Positivity is fundamentally middle-class. It’s about having the time, the space and the money to sort out where your head is at. Therapy is just another side of positivity. It’s a leisure activity, a luxury for people who don’t have any real cares. It’s new age selfishness, the new way of saying that charity begins at home.
And positivity makes the world stay the same. Hatred is the force that moves society along, for better or for worse. People aren’t driven by saying, “Oh wow, I’m at peace with myself.” They’re driven by their hatred of injustice, hatred of unfairness, of how power is used.
That’s as true for pop music as it is for politics. I always feel the reason so much music comes out of Britain is because there’s so much hatred. You see or hear something and grow envious. Whereas if your positive reaction is, “Wow, that’s great,” you just sit back and think how great it is and you don’t do anything. You relax.

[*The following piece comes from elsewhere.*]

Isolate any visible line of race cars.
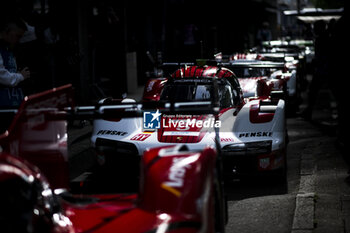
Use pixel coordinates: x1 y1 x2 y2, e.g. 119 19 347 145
0 39 312 233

Luckily, I’ve never been a very relaxed person. When I look at pop music, I immediately hate things. I look at singers who say they are taking two years off to work for charity when, in fact, they’ll spend two years working on their album, and I hate them. Right now I really hate performers who make a big deal out of playing benefits and donating the proceeds from the sales of their records to charities. They could give plenty of money to charities and not tell anyone, but instead, they cash in on the fact. That’s not charity, it’s marketing. It’s about selling albums under the guise of a moral imperative. They say they’re trying to raise consciousness, as if being a celebrity gives them power and endows them with the answers to the world’s problems. But really they just want to be seen as heroes. I think it’s breathtakingly cynical and I hate it.

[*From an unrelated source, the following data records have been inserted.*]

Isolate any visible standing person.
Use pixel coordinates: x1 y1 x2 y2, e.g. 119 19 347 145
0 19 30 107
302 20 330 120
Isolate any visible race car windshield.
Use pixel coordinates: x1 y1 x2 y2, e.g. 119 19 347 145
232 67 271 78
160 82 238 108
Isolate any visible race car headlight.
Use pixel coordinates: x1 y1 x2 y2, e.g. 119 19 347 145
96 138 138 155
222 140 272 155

Another thing I hate, and another inspiration for what the Pet Shop Boys do, is the way people misunderstand pop culture. It annoys me that after more than twenty-five years, Top of the Pops, Britain’s most important pop-music TV program, changed the rules so that you have to sing live. Why? Because the people in control are the kind of conservatives who think that in the ‘60s, everything was much more talented than they are now. It’s all about Rolling Stone rock culture, which is essentially a fear of the new. Rolling Stone’s idea of a musician is Jerry Garcia, from the 60s. Look at all the ‘new’ artists – Curtis Stigers, Michael Bolton, Lenny Kravitz – all of them living in the past. I think you have to live in the future. Or at least in the present.

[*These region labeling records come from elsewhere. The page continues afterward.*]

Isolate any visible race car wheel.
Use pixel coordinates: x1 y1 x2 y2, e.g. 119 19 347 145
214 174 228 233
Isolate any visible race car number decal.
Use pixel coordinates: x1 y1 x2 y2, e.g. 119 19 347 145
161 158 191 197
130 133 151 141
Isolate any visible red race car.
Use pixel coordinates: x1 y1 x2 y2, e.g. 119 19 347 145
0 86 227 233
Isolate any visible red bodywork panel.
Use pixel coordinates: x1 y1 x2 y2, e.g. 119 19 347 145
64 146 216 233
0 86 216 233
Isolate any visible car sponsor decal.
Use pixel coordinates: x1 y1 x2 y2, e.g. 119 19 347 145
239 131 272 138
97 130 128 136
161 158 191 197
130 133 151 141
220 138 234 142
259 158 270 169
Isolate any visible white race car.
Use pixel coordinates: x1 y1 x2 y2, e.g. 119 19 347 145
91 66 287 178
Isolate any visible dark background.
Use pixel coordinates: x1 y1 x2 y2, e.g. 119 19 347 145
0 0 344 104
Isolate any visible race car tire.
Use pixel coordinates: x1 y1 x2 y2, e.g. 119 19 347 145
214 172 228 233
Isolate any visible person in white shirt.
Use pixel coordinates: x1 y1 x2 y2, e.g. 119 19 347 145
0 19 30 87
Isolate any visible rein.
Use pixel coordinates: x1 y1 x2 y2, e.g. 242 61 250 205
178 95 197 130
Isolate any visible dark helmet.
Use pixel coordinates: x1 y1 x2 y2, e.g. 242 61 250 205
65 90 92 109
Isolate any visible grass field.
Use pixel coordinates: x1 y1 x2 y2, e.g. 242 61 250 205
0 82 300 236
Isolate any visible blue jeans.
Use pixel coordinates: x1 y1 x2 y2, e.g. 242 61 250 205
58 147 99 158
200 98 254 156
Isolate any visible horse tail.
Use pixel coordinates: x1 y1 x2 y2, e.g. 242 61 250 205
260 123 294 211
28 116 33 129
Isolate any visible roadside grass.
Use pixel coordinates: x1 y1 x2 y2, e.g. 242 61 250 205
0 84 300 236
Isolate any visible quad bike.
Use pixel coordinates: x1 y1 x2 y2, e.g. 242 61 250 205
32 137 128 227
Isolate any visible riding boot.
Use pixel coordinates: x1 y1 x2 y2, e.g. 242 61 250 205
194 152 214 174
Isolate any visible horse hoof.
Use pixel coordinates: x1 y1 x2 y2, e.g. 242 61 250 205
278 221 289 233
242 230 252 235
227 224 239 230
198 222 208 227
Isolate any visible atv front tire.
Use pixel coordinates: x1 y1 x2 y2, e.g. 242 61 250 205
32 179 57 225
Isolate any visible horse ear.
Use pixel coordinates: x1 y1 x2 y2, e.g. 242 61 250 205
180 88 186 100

The Pet Shop Boys have always hated most of the prevailing attitudes and tried to do the opposite. Our hatred of what other people do has always helped us redefine our actions. To hate a lot of things is tantamount to really caring about others. If you like everything, you deal with nothing. When people hear Chris and me talking, they’re sometimes shocked by how negative we are. We’re constantly critical of everything, including ourselves. But I come from a generation that liked its artists to say what was wrong with our lives. I retain the old-fashioned belief that pop music is meant to be a challenge to society as well as an affirmation of it. And so I consider it my duty to hate things.
Reading Details in the nineties, it summoned a mode of presentation that looked as fictional and distant as Oscar Wilde’s carnation in the lapel. Look around you. Men live in Details‘ world now.